The baby boomer generation comes to an end and the boomers want to pass on their wealth to the next generation. Most of them do this by making a last will and testament. Others set up trusts. Some of them try to avoid later disputes by creating a family financial agreement before they die. Whatever the case, lawyers are making a motza in legal fees out of deceased estates disputes. Estates of a million dollars or less are treated as “small estates” in the courts. Small estates particularly need to be protected against large legal fees diminishing what is left to divide between those entitled to a share of the estate.
That is what Whitelaw Legal Group specialises in – safeguarding the estate for the entitled beneficiaries under the Will and eligible family provision claimants under the State’s Testator Family Maintenance laws. There are two main ways to achieve this – assisting family members to negotiate a pre-death financial agreement and effective post-death management of estate disputes.
Hence, we employ our skills and experience in non-litigious dispute management and resolution methods and strategies to secure fair and equitable outcomes in the shortest possible time and at the least expense. Out of court settlements will usually need to be approved by the court.
Estate disputes that end up in court can easily cost the estate over $50,000 in legal costs and sometimes much more. To help keep money in the estate, and not let it be squandered in court proceedings, we have become specialists is helping parties reach negotiated out of court settlements at a fraction of the time and cost of litigation.

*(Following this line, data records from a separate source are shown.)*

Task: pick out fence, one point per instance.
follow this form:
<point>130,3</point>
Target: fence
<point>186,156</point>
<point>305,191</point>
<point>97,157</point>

My father has recently passed away and I am upset that his last will and testament doesn’t fairly distribute his estate between my brothers and I. Mum passed away before Dad, so it is just the three of us children left. Dad appointed my two older brothers as joint executors and they are about to apply for probate of the Will. What can I do?
The law respects the right of a person who owns assets to make his or her own last will and testament to say how his or her estate should be distributed after death. However, the law also expects a testator to act fairly and reasonably in how he/she disposes of the estate, and if the Will fails, without proper justification, to provide or adequately provide for legitimate needs of the surviving spouse and/or children, the law can intervene to correct that unfairness.
If a person dies without having made a Will (intestate), it can raise its own special legal issues. Each State and Territory has its own laws that apply on intestacy, but if the statutory formula will lead to unfairness amongst the possible beneficiaries of the estate, an eligible person can still make application to the court to intervene and adjust how the estate is apportioned between the eligible statutory beneficiaries. We are specialists in this area and can advise and recommend the best options to protect and safeguard the rights and interests of eligible claimants.